Women’s Rights in CambodiaOfficially, Cambodia is a democratic nation with legislation in place to protect women from domestic violence and trafficking. Cambodia’s economic development and restructuring of its government that creates such protections for women cannot be ignored considering its very recent history of a devastating genocide that destroyed almost all state and private institutions. Despite this transformation and progress for Cambodian women, they still do not receive the same rights, access and protections as their male counterparts. Here are seven of the most important things to know about the current state of women’s rights in Cambodia.

7 Things to Know about Women’s Rights in Cambodia

  1. The Positives: The literacy rate for adult women increased from 57% to 75% between 1998 and 2015. Women also own 61% of businesses in Cambodia even though they make up only about 51% of the population.

  2. Representation: The percentage of women in politics has increased dramatically since Cambodia rebuilt itself in the 1990s, but women still hold less than 20% of positions. Women only make up about 14% of Cambodia’s judges and 20% of its lawyers.

  3. Sex Trafficking: A 2018 Global slavery index reported that Cambodia has over 260,000 victims of human and sex trafficking. The capital city of Phnom Penh is home to almost 20,000 prostitutes, many of whom are underage. One rescue organization claims that 40% of victims they worked with were minors. Virginity is sold for $800, which is more than 20 times the weekly wage, according to UNICEF, leaving poor families with impossible choices. Lack of enforcement for this practice is suspected to be a result of law enforcement’s connections with brothels.
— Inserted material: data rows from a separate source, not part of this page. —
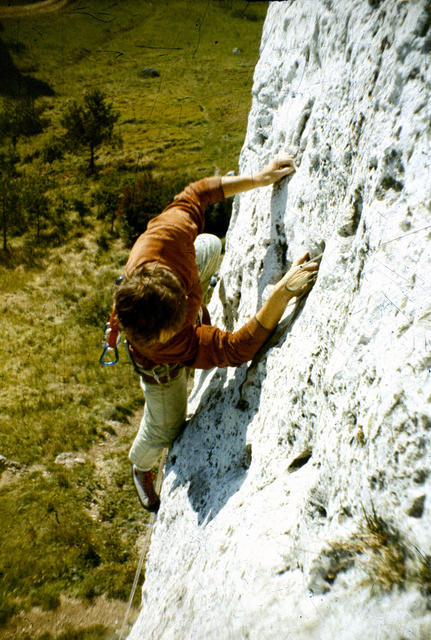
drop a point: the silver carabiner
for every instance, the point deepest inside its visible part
(107, 349)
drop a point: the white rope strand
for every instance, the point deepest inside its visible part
(146, 544)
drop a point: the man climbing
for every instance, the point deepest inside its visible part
(158, 305)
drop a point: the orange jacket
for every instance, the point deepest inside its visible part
(168, 240)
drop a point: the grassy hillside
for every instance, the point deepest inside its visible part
(71, 534)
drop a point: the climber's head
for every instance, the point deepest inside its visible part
(151, 305)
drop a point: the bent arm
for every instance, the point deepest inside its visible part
(274, 171)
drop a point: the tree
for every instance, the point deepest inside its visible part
(89, 124)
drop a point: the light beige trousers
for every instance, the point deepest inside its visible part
(166, 404)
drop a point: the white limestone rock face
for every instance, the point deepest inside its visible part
(297, 503)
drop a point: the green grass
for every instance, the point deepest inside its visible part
(197, 109)
(73, 531)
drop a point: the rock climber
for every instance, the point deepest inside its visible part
(158, 305)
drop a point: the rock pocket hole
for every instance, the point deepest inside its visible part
(300, 460)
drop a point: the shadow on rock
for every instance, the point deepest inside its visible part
(211, 456)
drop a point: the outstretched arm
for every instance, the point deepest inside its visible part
(278, 168)
(297, 281)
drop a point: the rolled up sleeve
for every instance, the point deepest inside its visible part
(217, 348)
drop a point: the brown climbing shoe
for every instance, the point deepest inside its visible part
(143, 481)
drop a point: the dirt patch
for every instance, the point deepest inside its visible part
(71, 614)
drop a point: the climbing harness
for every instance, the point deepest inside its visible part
(111, 338)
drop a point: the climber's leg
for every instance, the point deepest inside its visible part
(164, 415)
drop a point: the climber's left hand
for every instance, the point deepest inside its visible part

  4. Domestic Violence: According to U.N. reports, one in five women ages 15 to 49 in Cambodia experiences physical violence. Migrant workers and sex workers are especially vulnerable to gender-based violence. Women with disabilities are also more at risk of emotional, physical and sexual violence. Despite this systemic issue, one national human rights group reported in 2017 that because domestic violence isn’t considered a criminal offense in many Cambodian courts most women drop complaints or do not press charges at all. From 2014 to 2016 only about 20% of national domestic violence cases were being monitored. Also, although acid attacks are illegal now, Cambodian women still fall victim annually and the Human Rights Watch calls for more protections.

  5. The Chbap Srey: The “law for women” or a set of rules taught to girls by their female family members, or even in schools, is based on a poem by male poet Krom Ngoy that has been recited for hundreds of years. The poem, which includes instructions for how to respect one’s husband and places boys’ education over girls’, is still regarded as the basic foundation of gender roles in Cambodia. Until 2007 it was part of the national curriculum, but many schools, having only removed some of the rules, continue to teach it to boys and girls. One critical aspect of this rulebook is it encourages women to not speak about the inner workings of a home and a marriage to the outside world. Both the U.N. and other women’s’ rights groups have spoken out against the Chbap Srey for perpetrating domestic violence.

  6.  The Law on Public Order: In 2019 a national legislation draft was introduced that could allow police to fine or arrest women who are dressed “inappropriately” in public spaces. The law would police how modest or “see-through” women’s’ clothes are and prevent men from going merely without a shirt. The law is responding to state officials complaining that women are using sexy clothes to sell products online. The prime minister said this goes against traditional Cambodian values and traditions. One minister spoke in favor of the legislature to media outlets and claimed that “it is good to wear something no shorter than the middle of the thigh” and that the law is “not entirely a matter of public order, it’s a matter of tradition and custom”. While provincial officials have responded with support for this law, women’s rights groups vehemently reject it. They challenge the oppressive aspects of traditional dress and culture and argue that legalizing the policing of women’s outfits will normalizing the blaming of domestic and sexual violence victims rather than the perpetrators.

As Cambodia makes major development strides and women contribute to its emerging economy and reject their imposed inferiority, they face pushback from a culture grappling with its own traditions. A lack of support and transparency also prevents women from speaking out about abuse. But more and more women are being educated and fighting for each other each year. Representation in politics for Cambodian women is higher than ever. Alongside international organizations, they are working to make women’s rights in Cambodia a priority and end the predatory systems of sex trafficking.